December 19, 2021, 11:00 AM PST

By Diana Ionescu @aworkoffiction


Green Healthy Community

©2014 by F. Kaid Benfield, used with permission / Placemakers

A brief from the Brookings Institution authored by Mark Muro, Robert Maxim, Anthony F. Pipa, Yang You, and Colleen Dougherty paints an optimistic picture for place-based programs, which could receive increased federal funding thanks to the Build Back Better Act.

Some of the pending place-oriented programs would boost the nation’s regional innovation capacity by investing hundreds of millions of dollars in regional tech hubs, manufacturing institutes, and regional industry clusters. Others would provide block grants so distressed labor markets can expand employment opportunities. And still others would channel multiyear investments into communities to help with energy and industrial transitions, community revitalization, and rural partnerships.

Although these programs haven't received much media attention, the authors note, the more than 30 place-based programs in the bill "represent a genuine breakthrough for the growing recognition that smart investments aimed at strengthening the economies of particular regions or localities can enhance overall welfare and prosperity."
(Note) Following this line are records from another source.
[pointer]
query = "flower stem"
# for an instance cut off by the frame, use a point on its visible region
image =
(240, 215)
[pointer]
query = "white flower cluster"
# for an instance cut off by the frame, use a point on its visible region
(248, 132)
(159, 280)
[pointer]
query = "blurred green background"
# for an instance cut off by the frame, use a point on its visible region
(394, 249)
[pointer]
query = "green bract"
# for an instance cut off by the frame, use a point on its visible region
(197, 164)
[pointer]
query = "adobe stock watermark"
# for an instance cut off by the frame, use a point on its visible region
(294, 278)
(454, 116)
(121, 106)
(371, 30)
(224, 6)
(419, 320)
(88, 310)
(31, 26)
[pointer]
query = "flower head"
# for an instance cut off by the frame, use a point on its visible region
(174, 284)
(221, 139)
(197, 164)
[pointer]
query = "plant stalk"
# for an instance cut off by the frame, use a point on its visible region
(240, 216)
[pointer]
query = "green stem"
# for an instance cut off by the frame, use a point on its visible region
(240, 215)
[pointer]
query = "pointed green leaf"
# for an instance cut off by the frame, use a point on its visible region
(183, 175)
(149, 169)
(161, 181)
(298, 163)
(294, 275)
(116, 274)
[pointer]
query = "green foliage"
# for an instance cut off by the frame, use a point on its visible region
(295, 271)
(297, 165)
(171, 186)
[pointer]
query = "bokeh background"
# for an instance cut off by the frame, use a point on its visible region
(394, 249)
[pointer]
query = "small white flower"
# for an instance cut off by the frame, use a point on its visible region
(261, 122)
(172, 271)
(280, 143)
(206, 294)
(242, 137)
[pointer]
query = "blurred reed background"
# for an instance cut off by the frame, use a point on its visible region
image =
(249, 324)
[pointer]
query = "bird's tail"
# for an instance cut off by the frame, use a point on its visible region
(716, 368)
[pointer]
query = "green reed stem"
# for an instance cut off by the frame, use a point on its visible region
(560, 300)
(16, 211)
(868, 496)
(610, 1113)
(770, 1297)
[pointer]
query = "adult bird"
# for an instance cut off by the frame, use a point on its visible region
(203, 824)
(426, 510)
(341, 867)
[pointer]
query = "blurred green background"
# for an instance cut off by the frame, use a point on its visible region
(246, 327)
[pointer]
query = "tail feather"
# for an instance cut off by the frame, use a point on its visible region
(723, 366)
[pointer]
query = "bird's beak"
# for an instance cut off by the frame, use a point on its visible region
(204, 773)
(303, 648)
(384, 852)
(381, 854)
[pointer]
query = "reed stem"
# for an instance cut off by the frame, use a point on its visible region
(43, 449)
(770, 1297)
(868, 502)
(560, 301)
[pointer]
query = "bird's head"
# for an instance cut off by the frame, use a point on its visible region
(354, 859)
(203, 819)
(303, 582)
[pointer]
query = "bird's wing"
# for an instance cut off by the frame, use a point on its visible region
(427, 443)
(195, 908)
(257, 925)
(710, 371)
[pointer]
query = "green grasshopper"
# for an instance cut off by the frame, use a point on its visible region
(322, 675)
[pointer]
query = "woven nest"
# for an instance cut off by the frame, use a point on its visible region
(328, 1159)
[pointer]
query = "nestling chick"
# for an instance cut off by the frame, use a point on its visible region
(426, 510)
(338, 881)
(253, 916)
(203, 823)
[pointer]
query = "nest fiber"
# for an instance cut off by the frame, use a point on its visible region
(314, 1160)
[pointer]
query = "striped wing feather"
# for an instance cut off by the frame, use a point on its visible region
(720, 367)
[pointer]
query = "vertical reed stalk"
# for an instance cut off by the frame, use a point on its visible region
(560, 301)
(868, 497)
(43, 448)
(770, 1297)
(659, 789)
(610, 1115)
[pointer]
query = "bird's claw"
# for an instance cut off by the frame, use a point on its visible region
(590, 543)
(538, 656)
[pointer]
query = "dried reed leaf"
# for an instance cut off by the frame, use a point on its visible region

This stands in contrast with prior policy that assumed market forces would eventually lessen the differences between places, even as the economic health of regions and individual towns and neighborhoods grew further apart. Now, research from Brookings and others is showing the potential of place-based economic development that considers local conditions and needs.

While place-based initiatives come with their own set of challenges, the proposed policies in the Build Back Better Act could provide a new framework for approaching economic development and reducing regional inequality.

As of December 15, the Build Back Better Act appears unlikely to be approved by the end of the year, though the White House put out a statement reaffirming support for the legislation from within the Democratic party's more obstinate elements.